Since you mention Azure - have you looked at the Azure App Proxy? Relatively lightweight, stupid simple service you install internally on some Windows device and then it can reverse proxy to other systems. No port forwarding/NAT/etc required at all. Magic. You can even load your SSL cert up in Azure and secure the entire path.

1 Like

I’ll read up on this option. We don’t use AzureAD or talk about MS auth with our users, so I would have to figure the identity part out. Thanks!

Thanks. This gives me some more language and understanding of what I need to be discussing with my MSP.

Thanks for the info. What is on my short list (in alphabetical order):

  • Azure Active Directory Application Proxy
    • I think this will require all users to exist in AzureAD
    • Is a ‘bridge’ of sorts between on-prem and cloud-first
    • Don’t know if it fits a zero-trust/BeyondCorp style model, but it may
    • Does seem to be an ‘identity aware’ option
    • Ability to scale to other applications
  • Cloudflare Web Application Firewall
    • Requires DNS moving to Cloudflare
    • Minimal infrastructure or none on my part
    • No prior experience with this
    • I don’t think it’s an ‘identity aware’ system (not sure yet)
    • Not expensive (not per-user cost), but it’s “all or nothing” for a DNS domain/zone?
    • Once setup, easy to scale to other applications
  • Google Cloud Identity-Aware Proxy
    • Integrates tightly with Google products (we use GSuite)
    • Connecting to On-Prem looks to require some effort
    • May not have an ongoing per-user cost? (Maybe a VPN cost?)
    • In typical Google Cloud fashion, “some assembly required”
    • Very extensible, scaling to other applications
  • Pre-Existing (not implemented) Fortigate capabilities
    docs/howto & SSL/TLS offloading
    • Not as robust as some other options?
    • Uses existing tools
    • Not familiar w/ scale, etc. for other applications
  • Standard port-forwarding/NAT/firewall topology, exposing the Papercut server (or other systems) to the general web
    • Definitely not as robust as other options (not ‘identity aware’)
    • Existing knowledge, fast to setup (we already do this for a couple things)
    • Exposure/security risk is higher?

I have definitely been intrigued by a zero-trust/BeyondCorp style model (which some of these are closer to than others). But at the same time I question what risk is there in exposing via traditional NAT? How much effort is involved in building and maintaining that lower risk model of the zero-trust/BeyondCorp model?

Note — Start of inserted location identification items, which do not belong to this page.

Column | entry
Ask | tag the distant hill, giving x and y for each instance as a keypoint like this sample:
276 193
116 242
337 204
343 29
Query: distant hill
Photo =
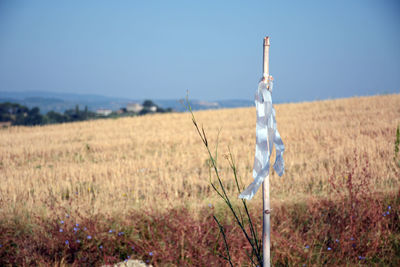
59 102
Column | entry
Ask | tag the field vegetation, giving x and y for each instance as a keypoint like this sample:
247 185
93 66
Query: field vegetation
148 178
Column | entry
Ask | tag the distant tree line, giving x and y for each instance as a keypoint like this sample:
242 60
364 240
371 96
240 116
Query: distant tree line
21 115
17 114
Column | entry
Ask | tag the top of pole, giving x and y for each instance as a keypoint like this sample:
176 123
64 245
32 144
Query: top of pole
266 41
266 59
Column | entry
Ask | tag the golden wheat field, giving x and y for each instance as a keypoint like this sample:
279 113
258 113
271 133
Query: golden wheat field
158 161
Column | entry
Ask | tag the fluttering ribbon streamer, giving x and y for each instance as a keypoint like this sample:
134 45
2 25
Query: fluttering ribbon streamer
267 136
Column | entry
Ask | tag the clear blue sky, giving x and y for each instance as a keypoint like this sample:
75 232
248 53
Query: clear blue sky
160 49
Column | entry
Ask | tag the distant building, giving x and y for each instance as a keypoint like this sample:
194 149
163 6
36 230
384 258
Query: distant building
134 107
103 112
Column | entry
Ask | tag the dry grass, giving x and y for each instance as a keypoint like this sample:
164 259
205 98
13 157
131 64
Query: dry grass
158 161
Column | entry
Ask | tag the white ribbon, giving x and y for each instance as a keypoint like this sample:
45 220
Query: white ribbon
266 136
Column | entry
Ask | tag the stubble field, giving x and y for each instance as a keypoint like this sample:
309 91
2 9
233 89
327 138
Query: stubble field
158 163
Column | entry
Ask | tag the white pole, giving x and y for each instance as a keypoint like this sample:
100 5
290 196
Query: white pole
266 205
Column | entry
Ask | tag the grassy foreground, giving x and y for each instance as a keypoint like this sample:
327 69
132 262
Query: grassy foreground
146 179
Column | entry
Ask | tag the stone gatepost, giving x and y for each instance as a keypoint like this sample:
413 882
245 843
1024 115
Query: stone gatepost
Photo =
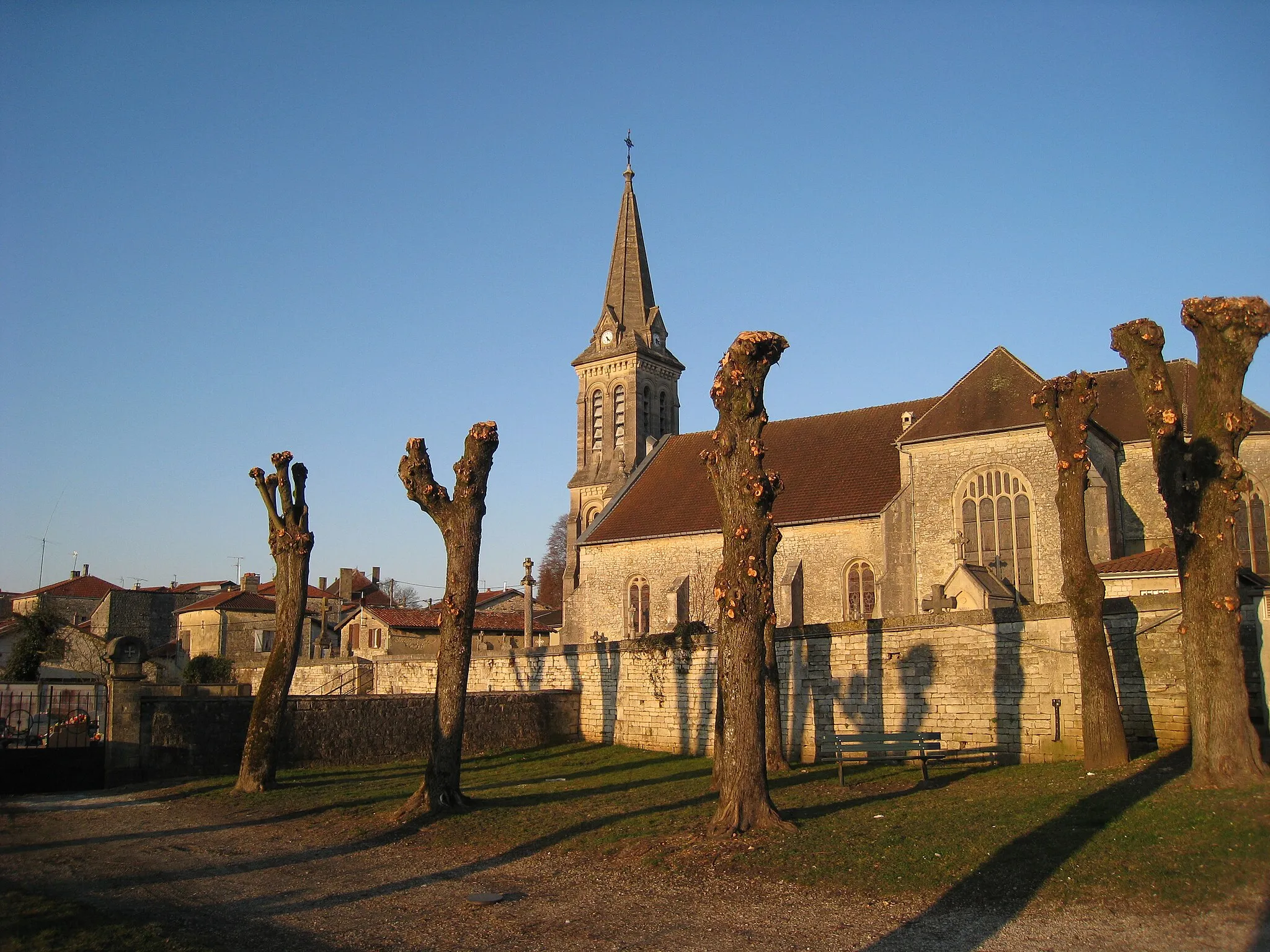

Identity Aware Proxies are definitely “the way of the future” for apps that
aren’t built for Internet-direct connectivity. To add to your list,
Cloudflare does have a hosted IAP product called “Access
https://teams.cloudflare.com/access/index.html” at $5 /user/month.

There are also on-premise IAP products available in both the commercial and
open source realms like Pritunl Zero https://zero.pritunl.com/ and BIG-IP
APM https://www.f5.com/products/security/access-policy-manager.

Oh, also Cloudflare’s WAF is an additional fee above and beyond the basic
free product, I think it’s $20 /domain/month for a basic level of
protection and more fine-grained protection goes up from there - although
the protection never really gets very granular.